Re: [PATCH v2] KVM: arm/arm64: Handle hva aging while destroying the vm

From: Andrea Arcangeli
Date: Thu Jul 06 2017 - 05:31:34 EST


On Thu, Jul 06, 2017 at 09:45:13AM +0200, Christoffer Dall wrote:
> Let's look at the callers to stage2_get_pmd, which is the only caller of
> stage2_get_pud, where the problem was observed:
> user_mem_abort
> -> stage2_set_pmd_huge
> -> stage2_get_pmd
> user_mem_abort
> -> stage2_set_pte
> -> stage2_get_pmd
> handle_access_fault
> -> stage2_get_pmd
> For the above three functions, pgd cannot ever be NULL, because this is
> running in the context of a VCPU thread, which means the reference on
> the VM fd must not reach zero, so no need to call that here.

Just a minor nitpick: the !pgd bypass is necessary before the KVM fd
technically reaches zero.

exit_mm->mmput->exit_mmap() will invoke the __mmu_notifier_release
even if the KVM fd isn't zero yet.

This is because the secondary MMU page faults must be shutdown before
freeing the guest RAM (nothing can call handle_mm_fault or any
get_user_pages after mm->mm_users == 0), regardless if
mmu_notifier_unregister hasn't been called yet (i.e. if the /dev/kvm
fd is still open).

Usually the fd is closed immediately after exit_mmap, as exit_files is
called shortly after exit_mm() but there's a common window where the
fd is still open but the !pgd check is already necessary (plus the fd
could in theory be passed to other processes).

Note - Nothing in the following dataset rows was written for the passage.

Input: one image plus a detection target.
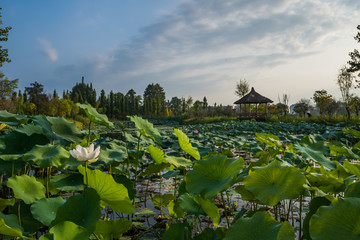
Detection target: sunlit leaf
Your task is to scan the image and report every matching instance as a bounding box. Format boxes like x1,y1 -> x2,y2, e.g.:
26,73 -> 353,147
310,198 -> 360,240
78,166 -> 135,214
31,197 -> 65,226
224,212 -> 295,240
51,188 -> 101,233
174,128 -> 200,160
244,160 -> 306,206
185,155 -> 244,198
7,175 -> 46,204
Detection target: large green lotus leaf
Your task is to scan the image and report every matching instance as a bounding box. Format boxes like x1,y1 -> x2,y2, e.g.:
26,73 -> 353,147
255,133 -> 282,148
303,197 -> 331,239
51,188 -> 101,233
344,182 -> 360,198
99,147 -> 127,165
328,142 -> 359,159
294,136 -> 336,170
95,218 -> 132,240
0,213 -> 23,237
185,155 -> 244,198
306,173 -> 345,194
180,193 -> 220,226
0,110 -> 29,123
49,221 -> 90,240
130,116 -> 162,145
50,173 -> 85,192
76,103 -> 114,129
310,198 -> 360,240
244,160 -> 306,206
30,197 -> 65,226
8,201 -> 43,233
165,156 -> 192,168
162,222 -> 191,240
78,166 -> 135,214
0,124 -> 49,154
24,144 -> 70,168
147,145 -> 167,164
174,128 -> 200,160
7,175 -> 46,204
343,161 -> 360,179
224,212 -> 295,240
114,175 -> 136,200
0,198 -> 15,212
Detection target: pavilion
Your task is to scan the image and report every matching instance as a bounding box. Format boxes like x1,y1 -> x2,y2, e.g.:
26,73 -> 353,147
234,87 -> 273,120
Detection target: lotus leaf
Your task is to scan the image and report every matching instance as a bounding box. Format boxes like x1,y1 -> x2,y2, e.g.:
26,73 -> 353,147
50,173 -> 85,192
0,213 -> 23,237
24,144 -> 70,168
31,197 -> 65,226
344,182 -> 360,198
162,222 -> 191,240
95,218 -> 132,240
130,116 -> 162,145
0,198 -> 15,212
7,175 -> 46,204
224,212 -> 295,240
78,166 -> 135,214
244,160 -> 306,206
76,103 -> 114,129
49,221 -> 90,240
185,155 -> 244,199
174,128 -> 200,160
310,198 -> 360,240
147,145 -> 167,164
180,193 -> 220,226
51,188 -> 101,233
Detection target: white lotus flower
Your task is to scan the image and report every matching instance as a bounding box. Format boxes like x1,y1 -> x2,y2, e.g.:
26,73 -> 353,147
70,144 -> 100,162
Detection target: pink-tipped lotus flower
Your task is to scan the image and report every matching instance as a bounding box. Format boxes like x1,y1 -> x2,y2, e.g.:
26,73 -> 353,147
70,144 -> 100,162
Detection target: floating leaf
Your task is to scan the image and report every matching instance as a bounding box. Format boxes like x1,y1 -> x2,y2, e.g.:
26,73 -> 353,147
180,193 -> 220,226
76,103 -> 114,129
310,198 -> 360,240
174,128 -> 200,160
0,213 -> 22,237
224,212 -> 295,240
185,155 -> 244,198
50,173 -> 85,192
24,144 -> 70,168
244,160 -> 306,206
0,198 -> 15,212
51,188 -> 101,233
7,175 -> 46,204
31,197 -> 65,226
95,218 -> 132,240
130,116 -> 162,145
78,166 -> 135,214
49,221 -> 90,240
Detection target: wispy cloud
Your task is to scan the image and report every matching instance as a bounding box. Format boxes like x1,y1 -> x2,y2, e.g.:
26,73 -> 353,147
53,0 -> 359,102
39,39 -> 58,62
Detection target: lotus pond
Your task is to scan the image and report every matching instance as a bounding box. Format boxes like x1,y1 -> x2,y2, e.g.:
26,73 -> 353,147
0,104 -> 360,240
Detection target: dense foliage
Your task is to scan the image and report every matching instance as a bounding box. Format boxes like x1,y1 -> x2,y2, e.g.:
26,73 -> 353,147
0,104 -> 360,239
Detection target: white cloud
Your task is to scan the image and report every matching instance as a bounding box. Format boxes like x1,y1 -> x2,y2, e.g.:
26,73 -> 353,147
39,39 -> 58,62
53,0 -> 360,104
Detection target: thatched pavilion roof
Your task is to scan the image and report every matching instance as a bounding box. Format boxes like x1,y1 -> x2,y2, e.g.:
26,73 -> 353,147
234,87 -> 273,104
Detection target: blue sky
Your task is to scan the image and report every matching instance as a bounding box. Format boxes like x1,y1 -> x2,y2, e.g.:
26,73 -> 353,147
0,0 -> 360,105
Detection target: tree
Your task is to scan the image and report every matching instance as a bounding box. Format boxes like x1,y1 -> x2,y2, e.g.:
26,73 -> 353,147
337,66 -> 354,119
313,89 -> 332,115
0,8 -> 11,68
294,98 -> 310,117
347,25 -> 360,87
235,78 -> 250,97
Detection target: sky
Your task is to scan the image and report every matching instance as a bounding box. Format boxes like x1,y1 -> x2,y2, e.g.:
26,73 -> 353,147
0,0 -> 360,105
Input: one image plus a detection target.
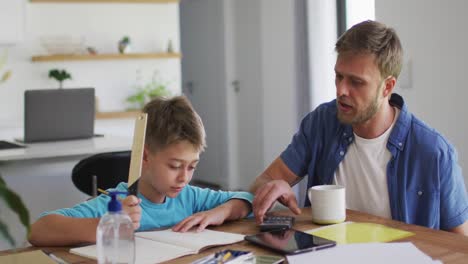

> using the kvm->mmu_lock() and understanding that this only happens when
> mmu notifiers call into the KVM MMU code outside the context of the VM.


The other arches don't need any special check to serialize against
kvm_mmu_notifier_release, they're just looking up shadow pagetables
through spte rmap (and they'll find nothing if
kvm_mmu_notifier_release already run).

In theory it would make more sense to put the overhead in the slow
path by adding a mutex to the mmu_notifier struct and then using that
to solve the race between mmu_notifier_release and
mmu_notifier_unregister, and then to hlist_del_init to unhash the mmu
notifier and then to call synchronize_srcu, before calling ->release
while holding some mutex. However that's going to be marginally slower
for the other arches.

In practice I doubt this is measurable and getting away with one less
mutex in mmu notifier_release vs mmu_notifier_unregister sounds
simpler but comments welcome...